Philosophy of Pedagogy
Around each of us is a shell, a border, the edge where cultural or experiential fabric ends. This outline contains the self and defines the shape. As a teacher, I seek to find the edges of my own experience as well as those of my students, and encourage us all to analyze what is within these boundaries and seek to learn what is outside. As Paolo Freire asserts, we must first agree to coexist equally within a classroom environment, and to honor our motley motives and backgrounds before we achieve critical awareness and an ability to learn and act beyond the classroom. Such goals are paramount to my teaching: activating decision making skills to apply the content of the course to scenarios beyond. To engage my students I must find the connections between my own ambition and theirs, as well as the media and format to which they respond. Knowledge is only retained when the learner has discovered his or her own benefit in its acquisition. Knowledge is only useful when it can be used in the world beyond the classroom.
My students are critical agents in that world and also in their lives within it. My students consider their environment with scrutiny, and recognize the systems upon systems and relationships of power that influence both the world outside our boundaries and affect the way we respond to them from within our borders. I poke holes in those shells with my pins and augers of information, and illuminate these obscured influences on our lived experiences, expose the shared experience of those living in world together. Exposure is not easy, and thus the environment in which this happens must be safe, transparent and navigable, for as we learn and relate to that which is outside ourselves, we must be allowed to retain a sense of our shapes’ outlines, even as they become porous.
While my expectations and the class structure is established from the onset, my voice is ultimately not an authority or dictator, but a participant and resource. I use project based learning and encourage my students individually, in small groups, or as a whole, to develop plans that motivate them, and help them accomplish their own goals within the realm of the class. My process is by example. I demonstrate the ways that I as a creator have been able to learn my craft, and the research that I have found to inspire me. I show my students their forbearers – the obscure and avant-garde, the powerful and hidden, and hope that the far reaches of possibility give them goals to consider and space to experiment. My role is as a facilitator a collaborator, a guide. My role is to be humble, human, and to create a space where we all address each other supportively, and are able to seek help where we find strengths, and offer help where we find weaknesses.
My voice, the voices of my students, the voices of my teachers in the past have been strongest when explaining things that impassion us. As a writer and a visual artist I am a documentarian of images and sounds and am interested in the ways juxtaposition creates meaning, the way our eyes look at the world through variously colored irises. I love manifestations of culture and am fascinated by their origins. The ways cultures have evolved, and the implications of their antiquated meanings, still bear on their current iterations.
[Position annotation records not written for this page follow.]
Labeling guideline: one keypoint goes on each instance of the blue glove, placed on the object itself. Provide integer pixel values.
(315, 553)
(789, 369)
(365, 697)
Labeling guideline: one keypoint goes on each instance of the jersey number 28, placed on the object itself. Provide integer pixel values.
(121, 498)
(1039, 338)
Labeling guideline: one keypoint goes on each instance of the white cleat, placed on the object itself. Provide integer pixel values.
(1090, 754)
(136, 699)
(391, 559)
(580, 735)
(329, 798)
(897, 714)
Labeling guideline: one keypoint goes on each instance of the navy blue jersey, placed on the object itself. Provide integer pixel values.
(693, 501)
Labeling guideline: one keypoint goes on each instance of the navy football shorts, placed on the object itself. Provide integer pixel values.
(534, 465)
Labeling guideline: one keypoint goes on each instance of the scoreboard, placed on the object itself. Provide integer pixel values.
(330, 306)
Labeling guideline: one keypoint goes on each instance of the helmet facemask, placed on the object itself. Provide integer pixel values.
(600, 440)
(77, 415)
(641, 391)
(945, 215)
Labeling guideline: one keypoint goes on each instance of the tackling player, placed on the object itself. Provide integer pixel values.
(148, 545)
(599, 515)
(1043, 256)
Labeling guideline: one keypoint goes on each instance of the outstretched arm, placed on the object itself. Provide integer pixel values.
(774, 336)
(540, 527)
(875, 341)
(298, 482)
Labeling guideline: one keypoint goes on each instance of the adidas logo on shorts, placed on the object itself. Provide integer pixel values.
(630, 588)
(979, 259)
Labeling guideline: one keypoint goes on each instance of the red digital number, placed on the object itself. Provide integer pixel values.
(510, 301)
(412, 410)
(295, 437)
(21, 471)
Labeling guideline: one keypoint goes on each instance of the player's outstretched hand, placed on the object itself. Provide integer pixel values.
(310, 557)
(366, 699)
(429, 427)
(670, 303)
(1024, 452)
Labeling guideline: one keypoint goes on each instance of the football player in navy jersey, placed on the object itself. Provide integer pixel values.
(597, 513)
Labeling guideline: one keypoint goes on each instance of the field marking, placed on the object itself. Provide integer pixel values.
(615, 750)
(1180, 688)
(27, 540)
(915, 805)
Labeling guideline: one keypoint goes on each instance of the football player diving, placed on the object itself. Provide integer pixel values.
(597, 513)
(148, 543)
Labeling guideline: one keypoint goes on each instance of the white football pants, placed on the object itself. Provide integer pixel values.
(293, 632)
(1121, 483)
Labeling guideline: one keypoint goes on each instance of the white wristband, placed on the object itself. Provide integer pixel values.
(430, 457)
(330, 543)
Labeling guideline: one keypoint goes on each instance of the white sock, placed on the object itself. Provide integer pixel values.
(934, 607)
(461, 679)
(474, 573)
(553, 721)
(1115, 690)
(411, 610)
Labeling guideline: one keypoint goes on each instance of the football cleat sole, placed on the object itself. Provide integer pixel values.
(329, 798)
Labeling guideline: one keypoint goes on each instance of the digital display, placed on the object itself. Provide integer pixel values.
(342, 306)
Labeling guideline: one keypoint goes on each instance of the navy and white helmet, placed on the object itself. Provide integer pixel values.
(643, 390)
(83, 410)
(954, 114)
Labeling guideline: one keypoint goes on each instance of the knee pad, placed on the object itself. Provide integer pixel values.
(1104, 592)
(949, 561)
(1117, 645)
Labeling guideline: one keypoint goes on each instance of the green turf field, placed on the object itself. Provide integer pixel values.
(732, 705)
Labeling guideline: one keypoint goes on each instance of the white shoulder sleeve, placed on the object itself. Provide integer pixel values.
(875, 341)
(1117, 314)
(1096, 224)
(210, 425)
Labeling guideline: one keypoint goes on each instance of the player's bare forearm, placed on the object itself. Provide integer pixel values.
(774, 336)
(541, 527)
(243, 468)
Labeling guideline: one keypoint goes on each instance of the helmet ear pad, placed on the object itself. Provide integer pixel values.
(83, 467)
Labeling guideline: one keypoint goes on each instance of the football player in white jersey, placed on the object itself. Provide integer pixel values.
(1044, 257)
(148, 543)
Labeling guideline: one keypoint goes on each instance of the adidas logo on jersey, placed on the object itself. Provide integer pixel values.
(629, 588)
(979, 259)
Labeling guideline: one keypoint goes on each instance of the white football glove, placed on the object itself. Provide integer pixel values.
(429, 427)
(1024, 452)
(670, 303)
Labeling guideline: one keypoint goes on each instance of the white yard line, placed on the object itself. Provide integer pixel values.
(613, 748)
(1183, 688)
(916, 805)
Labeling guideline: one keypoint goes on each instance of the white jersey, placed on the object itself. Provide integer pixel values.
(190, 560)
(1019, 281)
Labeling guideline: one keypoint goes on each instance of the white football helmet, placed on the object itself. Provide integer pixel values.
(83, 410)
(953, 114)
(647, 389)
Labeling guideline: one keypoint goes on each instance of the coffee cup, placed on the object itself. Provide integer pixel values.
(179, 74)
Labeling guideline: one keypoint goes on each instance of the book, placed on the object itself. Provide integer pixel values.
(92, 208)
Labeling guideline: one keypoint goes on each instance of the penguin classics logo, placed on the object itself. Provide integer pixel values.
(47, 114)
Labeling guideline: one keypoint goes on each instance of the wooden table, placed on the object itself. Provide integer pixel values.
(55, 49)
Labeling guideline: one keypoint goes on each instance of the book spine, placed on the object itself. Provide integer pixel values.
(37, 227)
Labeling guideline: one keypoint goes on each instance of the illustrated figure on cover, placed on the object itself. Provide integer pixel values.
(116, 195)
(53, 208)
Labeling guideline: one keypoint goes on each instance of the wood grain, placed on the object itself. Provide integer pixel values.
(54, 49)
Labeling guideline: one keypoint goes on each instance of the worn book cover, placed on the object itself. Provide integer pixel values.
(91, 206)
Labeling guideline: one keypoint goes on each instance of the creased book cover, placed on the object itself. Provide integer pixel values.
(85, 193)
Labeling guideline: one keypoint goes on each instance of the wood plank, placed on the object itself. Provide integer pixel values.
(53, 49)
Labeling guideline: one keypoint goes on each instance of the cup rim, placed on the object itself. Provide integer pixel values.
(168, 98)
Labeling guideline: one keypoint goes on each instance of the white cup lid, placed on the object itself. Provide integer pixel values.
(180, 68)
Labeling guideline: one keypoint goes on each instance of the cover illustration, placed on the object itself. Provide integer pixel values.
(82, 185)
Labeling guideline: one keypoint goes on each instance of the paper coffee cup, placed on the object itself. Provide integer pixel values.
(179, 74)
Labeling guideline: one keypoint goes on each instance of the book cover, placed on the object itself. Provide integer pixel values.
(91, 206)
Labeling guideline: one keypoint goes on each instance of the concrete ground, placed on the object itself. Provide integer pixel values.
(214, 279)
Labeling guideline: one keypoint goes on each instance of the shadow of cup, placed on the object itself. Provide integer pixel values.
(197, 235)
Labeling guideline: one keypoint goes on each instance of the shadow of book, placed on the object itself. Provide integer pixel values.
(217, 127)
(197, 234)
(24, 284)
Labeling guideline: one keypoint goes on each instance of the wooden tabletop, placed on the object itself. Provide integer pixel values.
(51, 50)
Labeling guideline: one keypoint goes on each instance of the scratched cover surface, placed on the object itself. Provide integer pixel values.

The vocalization of any subjectivity, informed by these unique cultural evolutions, has the power to change conceptions of one’s place in the world. I show my students the power of subjectivity through stories, through example, and through my own passion. I hope to instill in them the belief that their stories, the ways in which they individually construct their experience in the world, are worth voicing. I encourage the exploration of the circumstances and repercussions of stories in the world, so that they too can become valuable texts in the dialogics of culture. These are the shapes of my pin pricks, the shapes I poke students’ shells, and also the holes I expect them to make in mine.
The quality of my students’ achievements is a reflection on how well I have led them. Have I motivated them? Have I given them the tools to accomplish what we are working toward? Do they feel satisfied by what they have accomplished? Have they taught me something? I assess my students’ participation, thoughtfulness, and progress individually and in relation to their potential. The poet and translator John Balaban said of writing programs, “I don’t know how many writers are going to come out of them, but I really don't care either. What I care about is that there are all those people who care about the written word in a way that would not occur otherwise.” Creative courses are not useful in that they make every student into a master craftsman, but in that they expose the value of creative expression to members of our society.
The discordant voices of dialogue create valuable challenges which exercise problem solving skills and our ability to react and tolerate the unexpected truth of the world. Dialogue exists between individuals, but also between the texts and the creative work produced in a community. If I do my job correctly, I must only wait patiently until these voices create enough holes that the mote thick rays consolidate in a picture of radiant myriad color and surprising familiarity.